2012 started rockily. I had a series of gastric attacks around New Year’s time that eventually landed me in hospital with stomach and intestinal ulcers in February (now that I look back, maybe it was the stress of 2011 that made me sick). 2012 was a whole year of hospitals and tests and medication and all that meant that I was out of school majority of the time. I was also given a pain counsellor. These factors gave me time to be by myself as well as to talk to a professional about my feelings (I convinced her that I was no longer suicidal so that she wouldn’t tell my parents. If you’re feeling suicidal and get the opportunity to talk to a professional, don’t do what I did. It may be scary but let them know. They need to know. Be braver then I was.)
By the end of 2012, I had a scary diagnosis of an incurable disease (I still have it). But I was in remission after a year of hell and life was looking up despite that. I did well in my exams despite my constant absences because it was just a repeat of the previous year. I just needed that headstart and I got it by repeating. I had friends finally and I was feeling good. I learnt to readjust and I slowly became okay again.
I still do get upset from time to time and I still can’t listen to Rascal Flatts without spiralling but I’m much better. I’m happy.
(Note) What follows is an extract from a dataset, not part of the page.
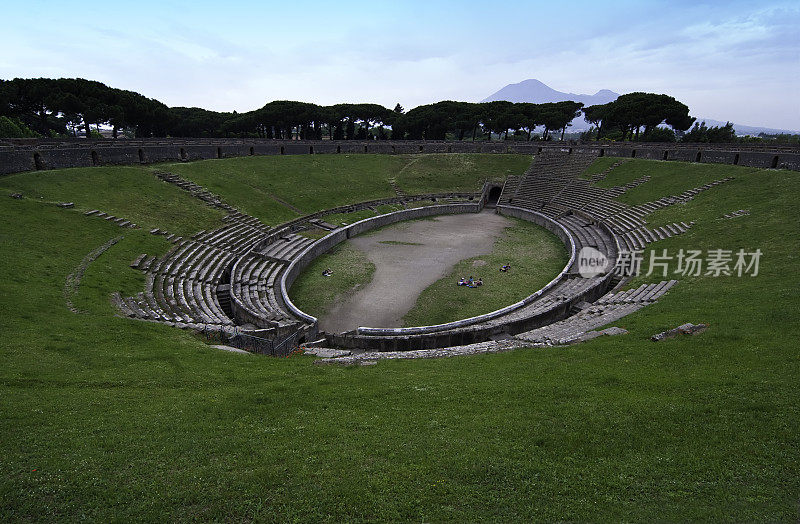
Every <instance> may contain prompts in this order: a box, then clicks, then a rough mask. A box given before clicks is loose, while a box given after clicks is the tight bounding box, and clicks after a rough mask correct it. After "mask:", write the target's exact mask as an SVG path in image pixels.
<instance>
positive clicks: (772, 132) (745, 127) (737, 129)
mask: <svg viewBox="0 0 800 524" xmlns="http://www.w3.org/2000/svg"><path fill="white" fill-rule="evenodd" d="M700 122H705V123H706V126H708V127H722V126H724V125H725V124H727V122H722V121H720V120H714V119H712V118H700V117H698V118H697V123H698V124H699V123H700ZM733 130H734V131H735V132H736V134H737V135H750V136H757V135H758V134H759V133H766V134H768V135H780V134H785V135H798V134H800V131H798V130H797V129H794V130H793V129H775V128H772V127H760V126H745V125H742V124H737V123H736V122H734V123H733Z"/></svg>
Which is all I could ever want.
I told you this story because I wanted you to understand how much this book and the struggle that Craig went through meant to me. I felt like I could really relate to Craig. I mean obviously since the author himself had depression and spent some time in a mental ward, he was in the best position to write a novel like this.
I hate it when authors try to tackle issues that they are unfamiliar with and end up looking stupid and ignorant about the subject. It’s such a turn off so I’m so glad that Ned was able to write this.
I think this book is one of them that helps people come to terms with what they are going through. It makes you feel not crazy for what you are feeling and I’m grateful for Ned for helping me along.
The reason why this book lost it’s one star from me is because I felt like a lot of the conversations felt stilted and a bit forced. I also didn’t like that Noelle and Craig had insta-love going on. But at the heart of this book, the story was a good one and I recommend it to everyone.
By the way, the author, Ned, sadly took his life in December 2013.